Le retour est difficile : le décalage entre ce qu'il est devenu et ce
qu'on attend de lui est insupportable ; la douleur de l'absence de son
père lui tord les tripes ; les retrouvailles douces-amères avec Anu,
sa mère, complexe, pieuse et névrotique qui insiste pour le marier...
Inch Allah…
"Ici nous avons beaucoup de restrictions mais peu de règles, là-bas
c'est le contraire. Il y a peu de restrictions mais beaucoup de règles."
De la mort à la naissance
C'est la mort de leurs parents qui
rapproche Daanish et Dia, mais le deuil est parfois entouré de jeunes
filles malicieuses en soieries délicates et d'éclats de rire. Pourquoi
s'aimer dans cette ville terrible où les filles se déplacent d'un quartier
à l'autre sous escorte armée ? Quel étrange rapport à la féminité est
celui d'une société sous la sharia où les filles sont soit des proies
soit la propriété d'un parent mâle ?
Daanish cherche sa sale vérité dans
la profession de journaliste, mais sa vie personnelle est plus nuancée
de contradictions. Dia est le produit d'un pays où la conscience de
soi est un réflexe de survie. Où l'on juge de la valeur d'une femme
à sa réputation et c'est ce qu'elle ose transgresser.

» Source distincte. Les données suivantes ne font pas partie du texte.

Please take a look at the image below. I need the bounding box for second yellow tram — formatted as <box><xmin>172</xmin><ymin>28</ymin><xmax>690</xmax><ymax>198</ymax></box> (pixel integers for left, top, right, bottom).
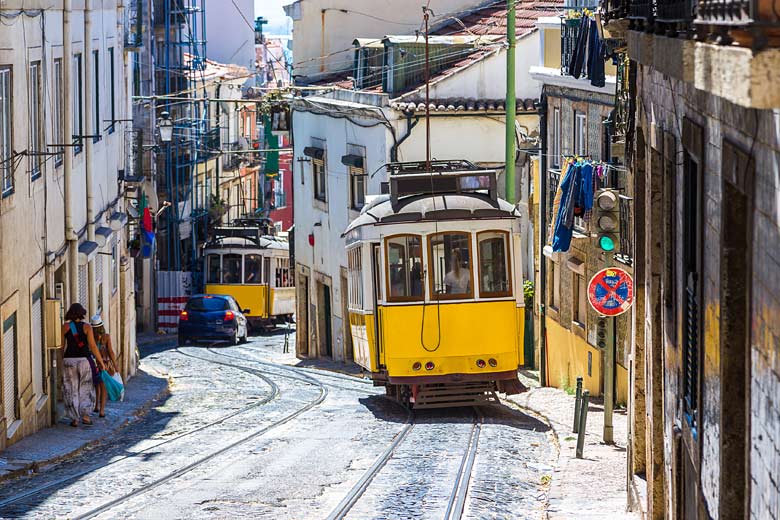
<box><xmin>344</xmin><ymin>161</ymin><xmax>525</xmax><ymax>408</ymax></box>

C'est aussi l'histoire misérable
de Salaamat, qui passe de l'atelier de peinture où il rêve de décorer
les flancs de ces fantastiques bus bariolés, qui sillonnent toutes couleurs
dehors les rues de nombre de villes asiatiques, à un camp en pleine
cambrousse, avec des combattants de la liberté qui pillent et torturent
les malchanceux sous l'alibi de la juste bataille pour un Sindh libre.
Dans un pays pareil, ils ne peuvent jamais vraiment oublier où ils sont.
Ils vivent dans un pays qui est une foutue pissotière : qui n'a pas
pissé dedans ?
"Ce que nous sommes et ce que nous devenons
dépend entièrement de la géographie."
Uzma Aslam Khan excelle à écrire
la cohue bigarrée des famille pakistanaises, à tisser des histoires
d'une finesse et d'une solidité qui rivalisent avec la soie des vers
de Dia, à insuffler vie à des personnages profonds et complexes qui
collectionnent des coquillages et guettent l'accouplement des imagos.
Sa plume se fait napalm quand elle écrit la torture et la sauvagerie
des bourreaux, la violence sans limite qui fait désespérer de l'homme.
C'est le roman du Pakistan
comme l'annonce la quatrième de couverture.